Publié le 14 mai 2021 par Perceval
Les décades de Pontigny - Groethuysen – la Phénoménologie - 1929

Elaine de L. et Lancelot au retour de Davos, retrouvent chacun leur vie d'avant... Lancelot s'était peut-être imaginé pouvoir continuer cette intimité et cette complicité qu'ils avaient partagées, d'abord timidement, puis avec plus de liberté; mais les occupations de l'un et l'autre les ont vite remis sur les rails de leurs habitudes anciennes. Elaine est très sollicitée par des cercles littéraires, et ses amis; l'entourage de Jacques et Raïssa Maritain valorise à l'excès la chasteté, et le respect du vœu de communion entre deux époux. Et enfin, Elaine ne souhaite pas imposer à sa famille, très protectrice - déjà contrainte d'accepter une séparation que les circonstances ont imposée - une liaison qu'elle ne jugerait pas convenable...

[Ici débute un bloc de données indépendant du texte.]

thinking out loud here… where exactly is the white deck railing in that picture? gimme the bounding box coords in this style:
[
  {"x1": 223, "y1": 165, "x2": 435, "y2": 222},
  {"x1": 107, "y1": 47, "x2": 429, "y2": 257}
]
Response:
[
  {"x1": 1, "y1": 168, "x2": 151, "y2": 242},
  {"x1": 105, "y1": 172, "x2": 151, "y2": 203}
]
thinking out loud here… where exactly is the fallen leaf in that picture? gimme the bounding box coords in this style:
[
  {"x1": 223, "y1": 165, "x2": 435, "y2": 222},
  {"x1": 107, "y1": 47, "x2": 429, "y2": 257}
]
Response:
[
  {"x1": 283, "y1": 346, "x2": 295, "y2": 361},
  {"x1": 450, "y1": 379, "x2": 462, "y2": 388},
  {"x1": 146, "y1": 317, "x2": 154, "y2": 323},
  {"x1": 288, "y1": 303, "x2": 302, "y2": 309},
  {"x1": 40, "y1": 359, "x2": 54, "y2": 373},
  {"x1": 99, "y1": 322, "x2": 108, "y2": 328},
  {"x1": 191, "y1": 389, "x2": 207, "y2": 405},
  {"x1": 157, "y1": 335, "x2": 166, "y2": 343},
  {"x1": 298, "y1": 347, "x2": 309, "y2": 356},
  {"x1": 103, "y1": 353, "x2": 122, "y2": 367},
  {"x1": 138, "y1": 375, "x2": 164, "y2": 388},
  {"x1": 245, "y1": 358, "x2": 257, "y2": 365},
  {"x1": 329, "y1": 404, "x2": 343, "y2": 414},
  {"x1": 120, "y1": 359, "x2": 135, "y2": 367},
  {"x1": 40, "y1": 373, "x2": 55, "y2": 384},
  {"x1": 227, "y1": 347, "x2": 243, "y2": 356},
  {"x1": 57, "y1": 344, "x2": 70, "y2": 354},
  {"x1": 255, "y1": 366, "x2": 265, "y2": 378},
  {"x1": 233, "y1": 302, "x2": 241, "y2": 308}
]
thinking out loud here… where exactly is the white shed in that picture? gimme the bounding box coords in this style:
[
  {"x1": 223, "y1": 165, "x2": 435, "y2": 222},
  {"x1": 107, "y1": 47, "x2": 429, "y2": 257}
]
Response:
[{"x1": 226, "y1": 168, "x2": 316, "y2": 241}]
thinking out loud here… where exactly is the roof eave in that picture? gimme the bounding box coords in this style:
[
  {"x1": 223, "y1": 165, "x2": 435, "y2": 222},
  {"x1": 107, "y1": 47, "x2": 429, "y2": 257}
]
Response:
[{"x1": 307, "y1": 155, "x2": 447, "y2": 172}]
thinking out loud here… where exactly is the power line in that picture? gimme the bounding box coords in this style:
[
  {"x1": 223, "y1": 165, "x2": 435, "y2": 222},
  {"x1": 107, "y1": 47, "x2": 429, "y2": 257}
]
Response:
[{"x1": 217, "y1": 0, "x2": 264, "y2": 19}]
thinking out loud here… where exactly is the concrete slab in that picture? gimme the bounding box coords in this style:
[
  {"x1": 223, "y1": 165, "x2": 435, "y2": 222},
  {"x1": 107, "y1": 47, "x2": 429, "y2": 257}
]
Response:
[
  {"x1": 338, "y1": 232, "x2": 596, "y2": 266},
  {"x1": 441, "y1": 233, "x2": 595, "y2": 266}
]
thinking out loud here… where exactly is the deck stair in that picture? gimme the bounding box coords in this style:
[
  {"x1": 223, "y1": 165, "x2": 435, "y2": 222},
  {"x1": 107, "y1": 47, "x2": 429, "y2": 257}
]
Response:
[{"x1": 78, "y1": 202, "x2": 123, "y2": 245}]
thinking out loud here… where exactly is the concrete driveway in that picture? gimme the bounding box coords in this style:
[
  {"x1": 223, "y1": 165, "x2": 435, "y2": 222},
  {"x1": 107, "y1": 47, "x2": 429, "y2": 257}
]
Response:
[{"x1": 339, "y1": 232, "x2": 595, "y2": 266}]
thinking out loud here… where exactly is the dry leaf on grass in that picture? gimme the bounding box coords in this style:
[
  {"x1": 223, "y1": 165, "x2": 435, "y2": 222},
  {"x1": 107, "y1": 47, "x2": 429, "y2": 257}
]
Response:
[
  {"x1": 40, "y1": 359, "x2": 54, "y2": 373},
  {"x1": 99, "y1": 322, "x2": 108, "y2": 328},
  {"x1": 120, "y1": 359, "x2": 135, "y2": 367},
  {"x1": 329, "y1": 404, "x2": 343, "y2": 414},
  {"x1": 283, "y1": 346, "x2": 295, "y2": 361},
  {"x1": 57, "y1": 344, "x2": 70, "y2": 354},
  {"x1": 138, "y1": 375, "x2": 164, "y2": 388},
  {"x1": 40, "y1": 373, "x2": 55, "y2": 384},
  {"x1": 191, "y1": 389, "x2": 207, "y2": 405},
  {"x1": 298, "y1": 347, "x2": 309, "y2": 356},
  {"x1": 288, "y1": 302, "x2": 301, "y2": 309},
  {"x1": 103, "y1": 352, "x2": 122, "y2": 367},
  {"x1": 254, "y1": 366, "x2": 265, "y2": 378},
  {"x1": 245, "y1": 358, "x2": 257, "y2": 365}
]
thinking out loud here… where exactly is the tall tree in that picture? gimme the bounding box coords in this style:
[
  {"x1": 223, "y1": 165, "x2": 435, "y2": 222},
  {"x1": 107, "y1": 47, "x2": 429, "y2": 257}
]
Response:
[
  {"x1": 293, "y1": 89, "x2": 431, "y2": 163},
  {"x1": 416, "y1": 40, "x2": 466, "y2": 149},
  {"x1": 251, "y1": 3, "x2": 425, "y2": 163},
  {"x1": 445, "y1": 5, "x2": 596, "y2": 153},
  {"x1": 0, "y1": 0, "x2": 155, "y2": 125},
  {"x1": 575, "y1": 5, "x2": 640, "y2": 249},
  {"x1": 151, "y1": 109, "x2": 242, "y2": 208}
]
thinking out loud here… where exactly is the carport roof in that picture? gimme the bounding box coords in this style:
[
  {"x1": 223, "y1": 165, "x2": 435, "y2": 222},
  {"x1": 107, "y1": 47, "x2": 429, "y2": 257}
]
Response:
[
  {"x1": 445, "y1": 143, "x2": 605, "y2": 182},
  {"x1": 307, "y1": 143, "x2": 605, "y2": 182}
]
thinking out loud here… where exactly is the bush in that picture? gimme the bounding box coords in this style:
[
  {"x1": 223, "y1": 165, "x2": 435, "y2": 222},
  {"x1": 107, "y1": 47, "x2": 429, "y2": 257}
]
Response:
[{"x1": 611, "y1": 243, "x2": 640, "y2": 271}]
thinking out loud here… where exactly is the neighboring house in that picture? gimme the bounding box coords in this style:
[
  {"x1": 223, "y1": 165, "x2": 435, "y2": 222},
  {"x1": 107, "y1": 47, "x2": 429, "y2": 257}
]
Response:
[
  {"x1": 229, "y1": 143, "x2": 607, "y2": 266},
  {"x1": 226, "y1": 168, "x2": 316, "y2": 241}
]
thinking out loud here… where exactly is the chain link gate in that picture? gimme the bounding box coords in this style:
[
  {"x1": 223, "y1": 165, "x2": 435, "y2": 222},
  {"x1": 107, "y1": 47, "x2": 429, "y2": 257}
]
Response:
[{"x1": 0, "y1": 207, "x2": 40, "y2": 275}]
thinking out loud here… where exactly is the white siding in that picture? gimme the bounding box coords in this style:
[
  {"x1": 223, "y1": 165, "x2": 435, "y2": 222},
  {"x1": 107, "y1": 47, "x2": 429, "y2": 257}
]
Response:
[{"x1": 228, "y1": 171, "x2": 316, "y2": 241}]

Lancelot et Elaine se retrouvent chez les uns et les autres; certains amis, dans la confidence, les reçoivent comme un couple.

Lancelot de par ses réseaux mondains, Elaine par ses publications et ses articles littéraires sont invités, par exemple:

Chez Daniel Halévy, à la porte verte d'une belle demeure du XVIIe siècle du quai de l'horloge, qui vient d'enregistrer un beau succès avec son livre '' La fin des notables '' et chez qui se rend régulièrement Anne-Laure de Sallembier. Lancelot, lui, regrette son attachement à de jeunes auteurs plus maurassiens que Maurras... Mais, peut-être est-ce en ce lieu que Lancelot prend conscience qu'il n'est plus le monarchiste - même orléaniste - qu'il pensait être....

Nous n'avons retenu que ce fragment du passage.